Walford A. Harris, the editor of British Columbia's Colonist, described Burnaby as more liberal and more lucid a speaker than his colleagues, but characterised by a 'want of force', and neither punctual, nor industrious, nor knowledgeable of political science.

==Freemasonry in British Columbia==
Burnaby contributed to the development of freemasonry in British Columbia. On 20 August 1860, Burnaby was installing master at the foundation of Victoria Lodge No. 1085 (later renumbered No. 783), which was the first lodge in British Columbia, of which he subsequently became an affiliate, and served as master, and served as first Past Master. He also served as Installing Master of Union Lodge, New Westminster, when it was constituted in June 1862.

On 1 June 1863, Burnaby, with freemasons from that Victoria Lodge, and with a charter from the United Grand Lodge of England and from the United Grand Lodge of Scotland, laid the corner stone of the Jewish synagogue at Pandora and Blanshard Streets, Victoria. He became an affiliated member of The Nanaimo Lodge No. 1090 on 3 June 1868.

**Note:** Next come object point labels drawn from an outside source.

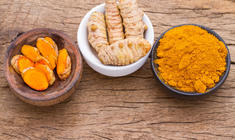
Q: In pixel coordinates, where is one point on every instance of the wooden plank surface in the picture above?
(131, 107)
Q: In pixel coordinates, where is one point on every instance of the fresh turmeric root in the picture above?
(97, 35)
(44, 61)
(48, 49)
(113, 21)
(47, 71)
(63, 64)
(20, 62)
(132, 18)
(31, 52)
(35, 78)
(124, 52)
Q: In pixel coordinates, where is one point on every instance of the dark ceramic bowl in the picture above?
(156, 72)
(61, 89)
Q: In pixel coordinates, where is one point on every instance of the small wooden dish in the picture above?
(60, 90)
(155, 71)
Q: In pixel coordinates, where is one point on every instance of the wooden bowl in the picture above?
(156, 73)
(60, 90)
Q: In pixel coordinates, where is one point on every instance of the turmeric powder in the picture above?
(191, 59)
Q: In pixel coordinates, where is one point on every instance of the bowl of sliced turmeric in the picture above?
(115, 38)
(43, 67)
(190, 59)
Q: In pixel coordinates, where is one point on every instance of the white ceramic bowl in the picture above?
(90, 55)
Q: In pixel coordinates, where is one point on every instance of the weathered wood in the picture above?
(131, 107)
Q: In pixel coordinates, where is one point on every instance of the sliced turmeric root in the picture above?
(48, 50)
(63, 64)
(20, 62)
(35, 78)
(52, 42)
(44, 61)
(31, 52)
(47, 71)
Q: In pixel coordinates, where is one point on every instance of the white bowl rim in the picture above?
(110, 67)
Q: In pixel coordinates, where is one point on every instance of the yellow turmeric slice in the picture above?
(47, 71)
(132, 18)
(48, 51)
(52, 60)
(35, 79)
(20, 62)
(124, 52)
(97, 35)
(31, 52)
(113, 21)
(44, 61)
(63, 64)
(52, 42)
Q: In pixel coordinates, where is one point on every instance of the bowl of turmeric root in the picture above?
(190, 59)
(43, 67)
(115, 38)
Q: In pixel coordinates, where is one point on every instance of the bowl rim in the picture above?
(53, 95)
(110, 67)
(222, 79)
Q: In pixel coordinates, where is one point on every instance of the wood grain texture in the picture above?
(132, 107)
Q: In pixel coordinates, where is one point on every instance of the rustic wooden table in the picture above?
(132, 107)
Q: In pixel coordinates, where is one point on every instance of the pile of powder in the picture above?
(191, 59)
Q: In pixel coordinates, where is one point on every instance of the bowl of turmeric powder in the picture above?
(190, 59)
(43, 66)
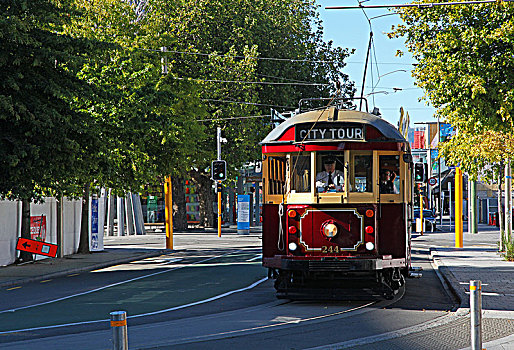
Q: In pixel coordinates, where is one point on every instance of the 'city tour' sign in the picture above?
(329, 132)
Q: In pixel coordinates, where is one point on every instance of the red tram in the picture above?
(337, 203)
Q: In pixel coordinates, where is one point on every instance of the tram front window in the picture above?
(330, 175)
(362, 166)
(301, 173)
(389, 174)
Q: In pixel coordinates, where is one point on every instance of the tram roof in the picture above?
(344, 115)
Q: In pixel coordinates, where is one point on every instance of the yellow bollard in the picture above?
(168, 212)
(421, 212)
(459, 228)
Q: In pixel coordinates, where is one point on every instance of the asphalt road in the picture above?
(222, 312)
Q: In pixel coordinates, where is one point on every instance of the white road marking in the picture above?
(146, 314)
(255, 258)
(113, 284)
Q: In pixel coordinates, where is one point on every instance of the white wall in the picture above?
(10, 226)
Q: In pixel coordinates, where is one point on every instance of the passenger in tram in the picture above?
(387, 182)
(331, 179)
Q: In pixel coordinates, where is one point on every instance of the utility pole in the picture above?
(500, 214)
(365, 70)
(472, 219)
(60, 225)
(458, 209)
(218, 184)
(168, 212)
(439, 172)
(168, 199)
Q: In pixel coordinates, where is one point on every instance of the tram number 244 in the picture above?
(330, 249)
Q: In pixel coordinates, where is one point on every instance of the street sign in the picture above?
(37, 247)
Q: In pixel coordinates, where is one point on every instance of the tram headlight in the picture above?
(330, 230)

Burnaby was the first District Grand Master of District Grand Lodge for British Columbia when it was formed in 1868, under the Grand Lodge of England. Burnaby initially opposed a plan by the Scottish Grand Lodge to form their Grand Lodge in British Columbia, until he tabled the motion to create the new Grand Lodge of British Columbia on 21 October 1871, which was created in December 1871. Burnaby refused the post of its Grand Master as a consequence of his poor health, but was elected first Past Grand Master on 27 December 1871, and later served as its Past District Grand Master. He had served as First Principal of Holy Royal Arch freemasonry by 28 December 1871.

He retired after a stroke in 1869, and returned to England for the last time in 1874, and died at Woodthorpe, Leicestershire, on 10 January 1878. He never married.

==Settlements named after Burnaby==
When the area around Burnaby Lake, which Richard Clement Moody had named after Burnaby, was incorporated, in 1892, the new municipal corporation named the municipality after Burnaby. Burnaby Shoal in Vancouver Harbour, Burnaby Range in MacKenzie Sound, Burnaby Island and Burnaby Strait in the Queen Charlotte Islands, a street in Vancouver's West End, a hill, and a park in Burnaby itself, are named after him. At least eleven geographical features in British Columbia are named after him.